Dio non rinuncerà mai a volerti bene e se per caso lui vede che anche il castigo è utile per convertirti, lo userà. L’autore del brano prosegue e dice: «Guardatevi attorno, cercate di vedere nella comunità chi ha le braccia cadenti e le ginocchia infiacchite, e siate a lui fratello! Incominciate da lui, in modo che il piede non abbia a storpiarsi».
Ci affida gli uni agli altri perché tutti noi possiamo essere quel fratello che comincia ad avere le ginocchia infiacchite e le braccia cadenti. Tu sei con il Signore nella misura che “sei”, non conta niente se tu da anni e anni sei nella Chiesa, hai un posto di responsabilità: non vuol dire che tu sei il primo. Tu sei il primo nella misura che ami!

-Fanno una domanda a Gesù: «Signore, sono pochi quelli che si salvano?». Gesù non risponde a quella domanda, è oziosa, senza senso, disimpegnante; il Signore gli dice: «Sforzatevi di entrare per la porta stretta». Cosa vuol dire? Se tu porti dentro di te ciò che non appartiene al regno, non gliela fai ad entrare; se tu vuoi mantenere tutto il tuo modo umano di ragionare, tutta la tua vanità, il tuo orgoglio, tutto il tuo farti vedere, tutta la tua sicurezza che ti viene dal denaro; se tu vuoi mantenere tutti i tuoi intrallazzi, se tu non vuoi perdere niente di ciò che è dato da una società organizzata in maniera estranea a Dio, tu non gliela fai ad entrare dentro il regno di Dio: la porta è stretta!

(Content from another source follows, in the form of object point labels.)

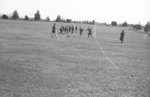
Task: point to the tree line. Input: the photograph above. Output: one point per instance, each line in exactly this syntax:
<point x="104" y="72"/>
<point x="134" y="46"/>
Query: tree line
<point x="37" y="17"/>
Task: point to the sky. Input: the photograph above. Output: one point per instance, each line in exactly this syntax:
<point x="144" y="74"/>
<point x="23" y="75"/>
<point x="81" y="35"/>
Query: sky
<point x="131" y="11"/>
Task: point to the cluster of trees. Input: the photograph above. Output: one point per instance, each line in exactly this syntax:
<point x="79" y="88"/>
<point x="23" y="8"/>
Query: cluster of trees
<point x="37" y="17"/>
<point x="59" y="19"/>
<point x="15" y="16"/>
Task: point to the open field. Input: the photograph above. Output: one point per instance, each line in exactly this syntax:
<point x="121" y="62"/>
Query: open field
<point x="32" y="64"/>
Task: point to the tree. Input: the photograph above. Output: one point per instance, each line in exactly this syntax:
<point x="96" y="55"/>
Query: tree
<point x="15" y="15"/>
<point x="37" y="15"/>
<point x="137" y="27"/>
<point x="58" y="19"/>
<point x="26" y="18"/>
<point x="124" y="24"/>
<point x="4" y="16"/>
<point x="47" y="18"/>
<point x="147" y="27"/>
<point x="68" y="20"/>
<point x="114" y="23"/>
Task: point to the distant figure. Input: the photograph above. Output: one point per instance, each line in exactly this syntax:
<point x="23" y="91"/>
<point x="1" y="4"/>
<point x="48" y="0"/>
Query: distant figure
<point x="90" y="33"/>
<point x="81" y="31"/>
<point x="54" y="30"/>
<point x="122" y="36"/>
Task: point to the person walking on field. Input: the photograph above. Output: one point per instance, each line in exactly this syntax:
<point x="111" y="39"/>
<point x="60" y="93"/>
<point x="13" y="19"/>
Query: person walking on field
<point x="122" y="34"/>
<point x="54" y="30"/>
<point x="90" y="33"/>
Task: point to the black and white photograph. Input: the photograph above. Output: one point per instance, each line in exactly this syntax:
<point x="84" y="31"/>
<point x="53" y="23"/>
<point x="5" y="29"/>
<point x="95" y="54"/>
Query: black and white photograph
<point x="74" y="48"/>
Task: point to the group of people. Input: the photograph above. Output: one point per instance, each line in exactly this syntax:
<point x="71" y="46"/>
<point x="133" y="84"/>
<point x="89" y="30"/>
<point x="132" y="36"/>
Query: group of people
<point x="70" y="30"/>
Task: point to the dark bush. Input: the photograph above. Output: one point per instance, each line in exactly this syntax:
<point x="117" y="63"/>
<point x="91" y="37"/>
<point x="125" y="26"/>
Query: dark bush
<point x="37" y="16"/>
<point x="26" y="18"/>
<point x="147" y="27"/>
<point x="125" y="24"/>
<point x="114" y="23"/>
<point x="137" y="27"/>
<point x="15" y="15"/>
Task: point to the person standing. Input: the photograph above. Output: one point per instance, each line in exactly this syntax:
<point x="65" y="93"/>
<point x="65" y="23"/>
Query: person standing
<point x="122" y="34"/>
<point x="81" y="31"/>
<point x="89" y="33"/>
<point x="54" y="30"/>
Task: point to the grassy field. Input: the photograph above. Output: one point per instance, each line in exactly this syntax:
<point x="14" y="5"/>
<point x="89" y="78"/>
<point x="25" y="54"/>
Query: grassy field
<point x="32" y="64"/>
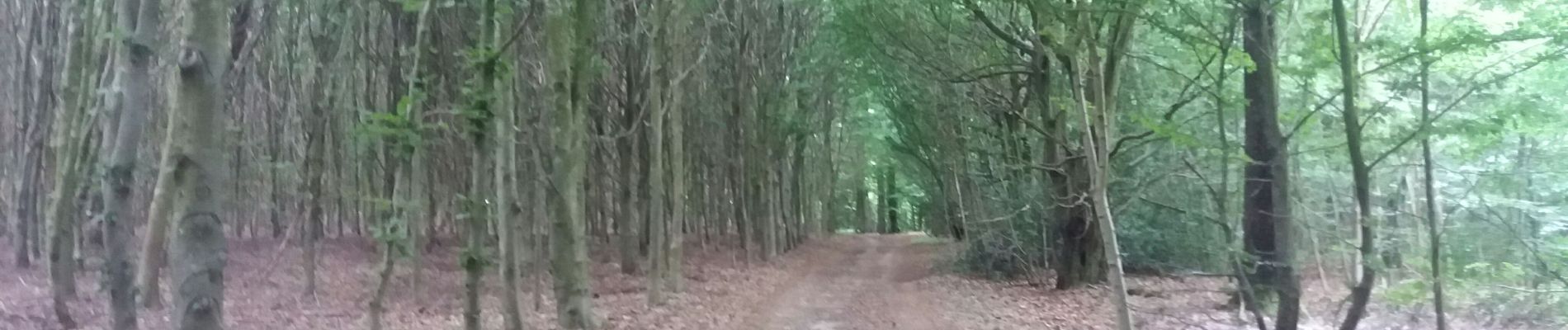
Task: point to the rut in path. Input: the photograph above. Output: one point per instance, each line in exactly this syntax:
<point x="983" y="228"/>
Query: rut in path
<point x="866" y="285"/>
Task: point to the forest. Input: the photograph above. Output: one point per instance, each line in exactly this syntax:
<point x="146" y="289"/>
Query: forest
<point x="806" y="165"/>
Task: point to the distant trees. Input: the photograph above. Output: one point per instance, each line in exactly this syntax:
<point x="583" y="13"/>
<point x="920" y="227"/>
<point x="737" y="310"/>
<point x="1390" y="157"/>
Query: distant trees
<point x="1074" y="136"/>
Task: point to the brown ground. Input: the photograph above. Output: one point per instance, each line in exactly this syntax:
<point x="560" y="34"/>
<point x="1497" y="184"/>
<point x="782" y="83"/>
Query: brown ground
<point x="864" y="282"/>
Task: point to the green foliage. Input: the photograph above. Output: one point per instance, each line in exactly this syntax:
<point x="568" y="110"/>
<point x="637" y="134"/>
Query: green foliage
<point x="998" y="255"/>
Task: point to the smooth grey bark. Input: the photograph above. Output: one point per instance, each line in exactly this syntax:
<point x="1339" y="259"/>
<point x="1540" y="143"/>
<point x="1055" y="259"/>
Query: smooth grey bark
<point x="1433" y="230"/>
<point x="1268" y="221"/>
<point x="1348" y="75"/>
<point x="200" y="249"/>
<point x="135" y="63"/>
<point x="578" y="30"/>
<point x="153" y="248"/>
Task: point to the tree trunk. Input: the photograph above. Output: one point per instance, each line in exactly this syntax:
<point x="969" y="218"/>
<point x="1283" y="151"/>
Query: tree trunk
<point x="153" y="248"/>
<point x="1095" y="143"/>
<point x="73" y="149"/>
<point x="1268" y="225"/>
<point x="200" y="249"/>
<point x="1362" y="293"/>
<point x="568" y="246"/>
<point x="1433" y="224"/>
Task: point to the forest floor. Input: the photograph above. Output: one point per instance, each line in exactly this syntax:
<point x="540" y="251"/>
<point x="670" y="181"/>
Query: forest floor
<point x="853" y="282"/>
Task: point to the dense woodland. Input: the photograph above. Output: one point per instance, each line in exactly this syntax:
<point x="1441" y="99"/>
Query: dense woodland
<point x="1391" y="153"/>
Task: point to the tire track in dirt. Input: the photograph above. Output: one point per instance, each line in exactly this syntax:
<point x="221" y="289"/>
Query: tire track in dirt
<point x="866" y="285"/>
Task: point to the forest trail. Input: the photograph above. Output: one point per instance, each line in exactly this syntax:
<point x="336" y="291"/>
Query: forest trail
<point x="866" y="285"/>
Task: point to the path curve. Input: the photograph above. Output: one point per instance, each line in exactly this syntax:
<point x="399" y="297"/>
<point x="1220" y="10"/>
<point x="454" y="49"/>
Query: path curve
<point x="867" y="285"/>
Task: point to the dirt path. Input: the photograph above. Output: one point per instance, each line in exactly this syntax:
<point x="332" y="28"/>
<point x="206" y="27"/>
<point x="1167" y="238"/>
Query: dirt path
<point x="867" y="285"/>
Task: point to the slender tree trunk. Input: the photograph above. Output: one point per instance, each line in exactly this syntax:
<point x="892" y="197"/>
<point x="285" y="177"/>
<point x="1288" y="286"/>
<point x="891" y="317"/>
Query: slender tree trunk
<point x="1433" y="219"/>
<point x="1362" y="293"/>
<point x="568" y="246"/>
<point x="200" y="251"/>
<point x="135" y="75"/>
<point x="1268" y="224"/>
<point x="1098" y="167"/>
<point x="73" y="146"/>
<point x="153" y="252"/>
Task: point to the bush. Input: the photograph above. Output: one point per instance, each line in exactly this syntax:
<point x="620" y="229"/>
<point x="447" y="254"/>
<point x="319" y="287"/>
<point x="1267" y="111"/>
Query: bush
<point x="996" y="255"/>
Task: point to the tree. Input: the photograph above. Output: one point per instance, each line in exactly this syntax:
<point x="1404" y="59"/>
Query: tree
<point x="574" y="31"/>
<point x="1268" y="221"/>
<point x="198" y="251"/>
<point x="1360" y="171"/>
<point x="135" y="82"/>
<point x="1433" y="233"/>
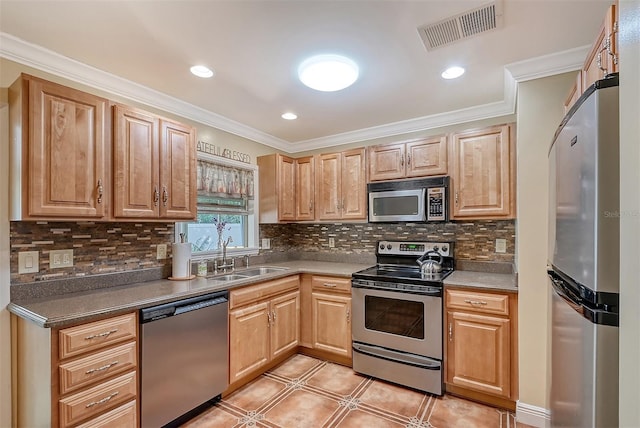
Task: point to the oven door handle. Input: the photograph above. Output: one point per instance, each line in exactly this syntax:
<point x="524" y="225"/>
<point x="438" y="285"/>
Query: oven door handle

Guarda Cristo Signore e il Vangelo e accoglilo con potenza dentro di te. Abbi il gusto di vivere il Vangelo alla lettera: questa è la porta stretta nella quale si entra! Solo attraverso il Vangelo accolto del tutto dentro di te, puoi entrare: tuffati quindi nel Vangelo, perché è la parola defi nitiva, è la salvezza per ogni uomo. È Dio la vera parola!